Research output: ThesisDoctoral Thesis

Published
Publication date14/07/2023
Number of pages208
QualificationPhD
Awarding Institution
Supervisors/Advisors
Award date14/07/2023
Publisher
  • Lancaster University
<mark>Original language</mark>English

Abstract

Residential care is, in many countries, a living arrangement for young people with behavioural problems who require a level of help which is beyond their own family’s resources.

Research on residential care has, in recent years, focused on outcomes, intervention evaluation and economy including comparison with alternative care forms. Relatively little research has been conducted on how young people experience living in care. For example, the systematic review conducted as part of this thesis found from a systematic international search just 12 qualitative papers published between 1990 and 2020 which included residents’ accounts in the findings.
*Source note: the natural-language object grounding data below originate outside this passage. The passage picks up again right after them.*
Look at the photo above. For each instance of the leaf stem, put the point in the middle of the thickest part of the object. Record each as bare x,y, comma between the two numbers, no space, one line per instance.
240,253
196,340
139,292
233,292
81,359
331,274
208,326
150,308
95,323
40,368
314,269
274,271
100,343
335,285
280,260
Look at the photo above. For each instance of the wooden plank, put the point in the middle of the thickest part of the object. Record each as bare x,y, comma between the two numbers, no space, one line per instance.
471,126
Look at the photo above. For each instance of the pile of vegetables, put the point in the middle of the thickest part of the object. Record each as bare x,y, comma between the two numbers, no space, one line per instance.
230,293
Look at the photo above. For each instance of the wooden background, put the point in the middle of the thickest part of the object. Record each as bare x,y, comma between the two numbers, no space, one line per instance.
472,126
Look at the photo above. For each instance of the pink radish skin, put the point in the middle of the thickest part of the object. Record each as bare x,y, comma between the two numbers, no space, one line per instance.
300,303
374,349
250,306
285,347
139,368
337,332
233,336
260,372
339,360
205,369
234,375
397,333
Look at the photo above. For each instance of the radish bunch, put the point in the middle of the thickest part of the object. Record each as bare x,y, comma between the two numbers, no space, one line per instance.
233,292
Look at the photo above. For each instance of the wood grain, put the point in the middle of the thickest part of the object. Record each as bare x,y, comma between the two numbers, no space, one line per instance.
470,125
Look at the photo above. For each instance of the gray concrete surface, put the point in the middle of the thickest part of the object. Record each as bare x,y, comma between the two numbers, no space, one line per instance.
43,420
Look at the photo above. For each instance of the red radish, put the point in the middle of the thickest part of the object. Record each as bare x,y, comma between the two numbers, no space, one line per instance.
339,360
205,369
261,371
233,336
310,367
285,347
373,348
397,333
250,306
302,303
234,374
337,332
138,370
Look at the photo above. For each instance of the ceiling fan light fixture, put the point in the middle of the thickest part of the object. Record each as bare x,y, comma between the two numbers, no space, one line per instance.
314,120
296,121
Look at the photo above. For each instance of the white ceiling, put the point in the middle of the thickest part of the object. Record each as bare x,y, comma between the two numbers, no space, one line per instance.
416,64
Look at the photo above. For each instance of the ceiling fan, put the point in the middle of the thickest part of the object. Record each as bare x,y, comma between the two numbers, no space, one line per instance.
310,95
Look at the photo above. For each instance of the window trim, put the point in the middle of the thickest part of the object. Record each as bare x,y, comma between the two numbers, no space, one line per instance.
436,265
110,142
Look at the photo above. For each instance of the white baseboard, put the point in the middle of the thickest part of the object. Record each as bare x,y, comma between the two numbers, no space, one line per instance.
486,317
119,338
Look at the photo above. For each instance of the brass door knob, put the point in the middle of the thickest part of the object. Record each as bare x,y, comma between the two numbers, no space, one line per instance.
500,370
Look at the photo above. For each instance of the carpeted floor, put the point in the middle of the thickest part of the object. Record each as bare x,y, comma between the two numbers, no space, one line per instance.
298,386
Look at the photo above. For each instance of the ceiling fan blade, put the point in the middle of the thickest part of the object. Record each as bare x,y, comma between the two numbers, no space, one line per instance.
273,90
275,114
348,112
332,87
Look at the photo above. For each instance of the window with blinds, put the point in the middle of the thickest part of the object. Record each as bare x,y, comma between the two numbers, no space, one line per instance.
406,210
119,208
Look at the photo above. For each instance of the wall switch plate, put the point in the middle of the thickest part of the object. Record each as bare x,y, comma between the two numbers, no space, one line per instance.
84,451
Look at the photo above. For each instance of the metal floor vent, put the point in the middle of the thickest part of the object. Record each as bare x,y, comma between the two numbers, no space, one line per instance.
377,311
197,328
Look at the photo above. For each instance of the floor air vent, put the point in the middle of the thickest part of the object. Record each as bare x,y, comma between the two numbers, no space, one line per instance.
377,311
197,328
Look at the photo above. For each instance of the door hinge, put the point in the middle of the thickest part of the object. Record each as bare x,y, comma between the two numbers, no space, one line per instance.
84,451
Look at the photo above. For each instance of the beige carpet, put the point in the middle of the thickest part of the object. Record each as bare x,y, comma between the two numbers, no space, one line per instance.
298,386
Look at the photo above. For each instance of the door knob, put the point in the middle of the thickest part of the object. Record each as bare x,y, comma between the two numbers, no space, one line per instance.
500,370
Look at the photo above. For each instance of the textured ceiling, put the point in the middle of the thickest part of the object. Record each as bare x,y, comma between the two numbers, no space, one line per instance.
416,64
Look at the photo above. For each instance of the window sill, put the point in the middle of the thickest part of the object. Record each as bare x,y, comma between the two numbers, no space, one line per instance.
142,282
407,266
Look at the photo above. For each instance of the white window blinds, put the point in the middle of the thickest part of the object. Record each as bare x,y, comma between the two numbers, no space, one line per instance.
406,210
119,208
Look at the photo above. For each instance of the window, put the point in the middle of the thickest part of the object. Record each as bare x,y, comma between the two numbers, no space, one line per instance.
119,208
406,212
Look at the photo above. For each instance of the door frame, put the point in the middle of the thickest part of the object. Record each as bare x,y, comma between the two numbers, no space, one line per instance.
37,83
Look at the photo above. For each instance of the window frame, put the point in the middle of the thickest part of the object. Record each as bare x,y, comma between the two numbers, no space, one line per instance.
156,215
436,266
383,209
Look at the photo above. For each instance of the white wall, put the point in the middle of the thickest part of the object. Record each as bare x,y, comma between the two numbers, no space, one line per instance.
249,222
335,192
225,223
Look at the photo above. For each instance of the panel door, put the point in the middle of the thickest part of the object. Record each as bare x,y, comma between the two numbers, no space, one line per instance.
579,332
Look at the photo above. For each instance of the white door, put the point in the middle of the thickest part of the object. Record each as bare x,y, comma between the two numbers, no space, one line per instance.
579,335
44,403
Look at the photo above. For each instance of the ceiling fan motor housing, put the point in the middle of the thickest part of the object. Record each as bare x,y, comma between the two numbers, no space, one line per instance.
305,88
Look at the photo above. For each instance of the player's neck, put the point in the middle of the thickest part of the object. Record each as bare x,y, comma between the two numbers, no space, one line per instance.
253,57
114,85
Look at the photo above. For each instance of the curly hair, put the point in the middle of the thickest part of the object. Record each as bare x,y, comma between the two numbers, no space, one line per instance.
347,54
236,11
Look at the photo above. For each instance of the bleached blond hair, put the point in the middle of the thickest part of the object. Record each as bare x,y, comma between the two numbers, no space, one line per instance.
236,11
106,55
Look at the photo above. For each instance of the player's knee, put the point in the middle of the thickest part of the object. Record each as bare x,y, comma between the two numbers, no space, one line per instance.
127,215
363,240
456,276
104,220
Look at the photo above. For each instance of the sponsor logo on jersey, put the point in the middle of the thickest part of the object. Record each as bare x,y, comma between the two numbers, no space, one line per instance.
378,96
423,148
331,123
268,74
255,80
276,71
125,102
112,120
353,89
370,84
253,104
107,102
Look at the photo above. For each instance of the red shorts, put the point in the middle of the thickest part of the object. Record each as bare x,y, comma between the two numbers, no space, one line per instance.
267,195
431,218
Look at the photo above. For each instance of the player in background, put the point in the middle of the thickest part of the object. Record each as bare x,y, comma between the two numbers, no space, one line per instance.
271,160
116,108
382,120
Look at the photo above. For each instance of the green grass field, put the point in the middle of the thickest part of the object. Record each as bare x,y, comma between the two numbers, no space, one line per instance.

This thesis’ empirical study engaged interpretative phenomenological analysis as the methodology to investigate the lived experiences of eight young adults who lived in Danish therapeutic residential care. The participants engaged in two individual semi-structured interviews where their accounts of the experience of living in residential care as young people and young adults formed the study’s data. Four group experiential themes are presented as the study’s findings: (1) “They [carers] go up to the young people and talk to them”: Navigating the challenge of staff-system-resident relationships. (2) “I am just more grown up”: The experience of transitions towards adulthood and life beyond residential care. (3) “… actually, they wanted me back”: The experience of having family and friends while living in care. (4) “I said yes, she told me that was good…”: Making sense of receiving help and developing self-help.

As an original contribution to knowledge this study concludes with a discussion which highlights the resulting stress from moving both into care and during care, the importance the participants placed on feeling able to develop and ultimately leave care at a pace independent of legislative time frames, and how family, for five of the participants, was experienced as the most stable factor during their residency.